How core are you? Fabrizio Passetti made his own artificial leg so he could surf
With so much emphasis on adaptive surfing and wave pools, it’s easy to get the impression that any surfing amputee can do it. But, there are so many things that enter the equation beyond sheer drive and determination. You have to find the right equipment for one, which means being equal parts athlete and inventor. Many prosthetics are simply designed for walking, maybe running – surfing is a whole other realm.
Fabrizio Passetti broke and lost his first prosthetic when he tried to surf on it. He then spent years refining the equipment with both success and failure. But he persevered and recently made the trip to Alaia Bay in nearby southern Switzerland. Here’s how it went…
Tell us about yourself: Age, job, how you started surfing and why you
kept going after the amputation.
I work as a chef. I am Italian, born in Genoa, and then I moved to Varazze at the age of 11, and at that age and in that area I started surfing. Varazze is the most beautiful wave we have here in Italy. When I started surfing, it was not just a sport but my whole life. After a year I started competing, even if I preferred free surfing. I continued surfing until the day of my motorcycle accident. Following that incident two just months after my 18th birthday, I had my leg amputated. This was in 2000. Unfortunately, after my accident, I had to stop surfing for 13 years because in those years there were no prosthetics at, least in Italy, that allowed me to enter the sea to do my sport. Right from the start, I tried, but it had always been useless. I lost my prosthesis at sea, it broke immediately after a half-hour session, plus the prostheses were very expensive since I had no health insurance, and then after a few years I gave up. I tried to forget about surfing, but I couldn’t. Surfing was everything to me. I was too hurt not to be able to practice, so much that a couple of times I tried to kill myself. Then my son was born, and he was my strength and I found, especially in him, the will to fight and live.

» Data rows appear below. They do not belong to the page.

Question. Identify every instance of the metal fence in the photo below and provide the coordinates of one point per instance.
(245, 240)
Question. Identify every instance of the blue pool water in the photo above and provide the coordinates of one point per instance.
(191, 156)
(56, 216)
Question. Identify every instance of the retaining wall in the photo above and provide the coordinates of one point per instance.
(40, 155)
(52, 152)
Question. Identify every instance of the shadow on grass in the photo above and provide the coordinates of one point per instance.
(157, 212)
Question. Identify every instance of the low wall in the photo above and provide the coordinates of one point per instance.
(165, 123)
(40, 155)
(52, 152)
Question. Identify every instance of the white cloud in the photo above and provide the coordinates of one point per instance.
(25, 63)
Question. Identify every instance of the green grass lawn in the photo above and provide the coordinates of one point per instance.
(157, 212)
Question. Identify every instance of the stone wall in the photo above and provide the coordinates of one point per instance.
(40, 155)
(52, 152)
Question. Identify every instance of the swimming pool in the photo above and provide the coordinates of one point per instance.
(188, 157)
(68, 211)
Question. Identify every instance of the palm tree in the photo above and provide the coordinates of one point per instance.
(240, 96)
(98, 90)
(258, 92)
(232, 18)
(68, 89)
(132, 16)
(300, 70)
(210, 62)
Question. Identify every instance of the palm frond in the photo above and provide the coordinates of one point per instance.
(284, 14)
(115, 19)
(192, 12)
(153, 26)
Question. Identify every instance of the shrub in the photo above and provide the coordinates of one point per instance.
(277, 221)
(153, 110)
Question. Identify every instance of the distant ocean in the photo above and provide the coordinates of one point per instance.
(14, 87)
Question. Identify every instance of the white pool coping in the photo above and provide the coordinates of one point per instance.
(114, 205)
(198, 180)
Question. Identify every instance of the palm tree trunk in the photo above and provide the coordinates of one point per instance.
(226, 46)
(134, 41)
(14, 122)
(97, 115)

I try to explain a concept that I find difficult to explain in English, and difficult to understand for those who do not have a leg prosthesis, it’s the difficulty of surfing for those who have a prosthesis. Non-adaptive people think leg amputations are all the same, but they’re not. My amputation is one of the most difficult to fit with a prosthetic. My amputation is very short and I have steel splints that block my knee from bending. I have only 30 percent capability for knee bending.
For this reason I had to make and invent many changes over the years to get to find the perfect prosthesis to surf. My prosthesis for surfing is 7 centimeters lower than my real leg. I had to invent an ankle to compensate that my knee doesn’t bend. I had to find lighter and stronger materials.
What do you do in summer when the Mediterranean is flat?
In the years since I started surfing again I spend all my summers in Indonesia, in Bali. But unfortunately with COVID I lost my main sponsor who supported me with prosthetics and a small salary that helped me keep surfing, so for two years in the summer I was stuck in Italy and I used my time to work all day every day in the kitchen. But the hardest thing is that in summer in Italy the sea is always flat. For this reason, my intention is to move to live in Bali, so I can do my job and at the same time be able to continue surfing.
Which wave pools have you surfed?
I managed to surf a few hours in Alaia Bay and it was a fantastic experience. I was supposed to come back a month later, Alaia’s guys were really nice and they gave me the chance to come
back. I wanted to try to be the first amputee to get barrelled in the pool, but then my working season started, and I never got a chance to travel again. In September when the season ends I hope they give me another opportunity to come back. Among other things my surfboard sponsor “Black Magic” made me a perfect board for this event, so fingers crossed.
How was your experience at Alaia Bay?
Fantastic. It’s a wonderful place in the middle of the Swiss Alps, a place nothing short of surreal. We were invited before the official opening so I and the publisher of 4Surf, an Italian surf magazine, along with athletes from the national team. We had so much fun. I was very agitated, the water at first felt very heavy in comparison to the sea, and not having the knee joint I really felt very this difference. I had to change my ankle material to make it softer, and then I was very anxious. I did not try any maneuvers for fear of getting in the way of the surfers taking the next wave. The Barrel setting creates an awesome slab – really fun!
Do you compete in adaptive surfing events?
I participated in the first and second editions of the World Championship in California, and I will also participate in the one this year. I would like to participate in all the surf contests but unfortunately, the Italian federation only supports para-athletes for a single competition in California. I hope that from that moment on they will support the athletes for other contests and that they will give the right value and importance to this sport because it could inspire many people, not so much for me but for future generations that will come after me
How can wave pools facilitate adaptive surfing?
Once surfing seemed like an unattainable goal for a disabled person. Now, with wave pools, you can adapt any disability to a certain type of wave. It is an interesting point to consider. While everyday surfers might view wave pools as a place to repeat, adaptive surfers are offered safer places to learn, train, and ultimately prepare for the unpredictability of the ocean – something that takes on a new world of meaning when you are doing everything without the use of a major limb. Surfing could really change, if wave pools had been around in my day I would not have had to spend so many years to improve and experiment with different prosthetic mechanics.